1857, New Zealand, Milner & Thompson. Copper "Maori Warrior" Penny Token Coin.
Reference: KM-Tn49. Mint Period: 1857-1881 Condition: A nice XF-AU! Denomination: Penny (issued by Milner & Thompson in Christchruch) Material: Copper Weight: 12.34gm Diameter: 34mm
Obverse: Bust of a Maori warrior, holding spear and shield. Legend: ADVANCE NEW ZEALAND
Reverse: Crowned maori figure (holding a spear and patu), standing beneath palm and leaning on square painting or coat-of-arms. River landscape with mountians, a boat, a bird and a plant in background. Legend: NEW ZEALAND
A patu is a generic term for a club or pounder used by the Maori, the indigenous people of New Zealand. The word patu in the Maori language means to strike, hit, beat, or subdue.
Christchurch (Māori: Ōtautahi) is the largest city in the South Island of New Zealand and the seat of the Canterbury Region. The Christchurch urban area lies on the South Island's east coast, just north of Banks Peninsula. It is home to 381,800 residents, making it New Zealand's third most-populous urban area behind Auckland and Wellington.
The city was named by the Canterbury Association, which settled the surrounding province of Canterbury. The name of Christchurch was agreed on at the first meeting of the association on 27 March 1848. It was suggested by John Robert Godley, who had attended Christ Church, Oxford. Some early writers called the town Christ Church, but it was recorded as Christchurch in the minutes of the management committee of the association. Christchurch became a city by Royal Charter on 31 July 1856, making it officially the oldest established city in New Zealand.
The river that flows through the centre of the city (its banks now largely forming an urban park) was named Avon at the request of the pioneering Deans brothers after the Scottish River Avon, which rises in the Ayrshire hills near what was their grandfather's farm and flows into the Clyde.
The usual Māori name for Christchurch is Ōtautahi ("the place of Tautahi"). This was originally the name of a specific site by the Avon River near present-day Kilmore Street and the Christchurch Central Fire Station.

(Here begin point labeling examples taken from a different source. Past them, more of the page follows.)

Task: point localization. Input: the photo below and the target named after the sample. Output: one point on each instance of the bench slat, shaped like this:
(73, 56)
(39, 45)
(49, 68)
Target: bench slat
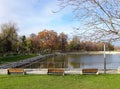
(56, 71)
(90, 71)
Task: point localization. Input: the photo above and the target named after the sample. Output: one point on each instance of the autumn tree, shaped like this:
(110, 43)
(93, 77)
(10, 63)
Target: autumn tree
(8, 37)
(33, 43)
(63, 41)
(74, 44)
(47, 39)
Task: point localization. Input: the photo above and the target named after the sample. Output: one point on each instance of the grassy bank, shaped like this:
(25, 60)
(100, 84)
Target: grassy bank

The site was a seasonal dwelling of Ngāi Tahu chief Te Potiki Tautahi, whose main home was Port Levy on Banks Peninsula. The Ōtautahi name was adopted in the 1930s. Prior to that the Ngāi Tahu generally referred to the Christchurch area as Karaitiana, a transliteration of the English word Christian. The city's name is often abbreviated by New Zealanders to Chch. In New Zealand Sign Language, the city's name is the fingerspelled letter C (made by forming the hand into a C shape) signed twice, with the second to the right of the first, while mouthing "Christchurch".